The similar mathematical formula holds for any other estimate, for example for an estimate of parameter. What this formula tells us is that there are two forces in the MSE of estimate that impact its value. Minimisation MSE does not imply that we reduce both of them, but most probably we are reducing one at the cost of another. The classical plot based on this looks as shown in Figure 17.6.

This plot shows the basic principles: with increase of complexity, the bias of estimate decreases, but its variance increases. There is typically the specific type of model (the point on Complexity axis) that minimises MSE (the vertical line on the plot), which will have some combination of variance and bias. But in practice, this point does not guarantee that we will have an accurate adequate model. In some situations we might prefer moving to the left on the plot in Figure 17.6, sacrificing unbiasedness of model to get the reduced variance. The model selection, model combinations and regularisation methods all aim to find the sweet spot on the plot for the specific sample available to the analyst.

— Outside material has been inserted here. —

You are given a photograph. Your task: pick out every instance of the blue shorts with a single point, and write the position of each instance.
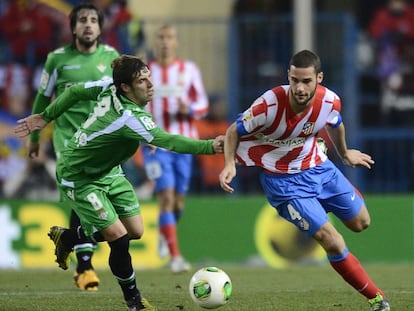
(168, 169)
(305, 198)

The bias-variance trade-off is also related to the discussion we had in Subsection 6.3.5: having a more biased but more efficient estimate of parameter (thus going to the left in Figure 17.6) might be more desirable than having the unbiased but inefficient estimate. This is because on small samples the former estimate will be typically closer to the true value than the latter one. This explains why model selection, model combinations and regularisation are important topics and have become so popular over the last few decades: they all allow deciding, where to be in the bias-variance trade-off in order to produce more accurate estimates of parameters based on the available sample of data.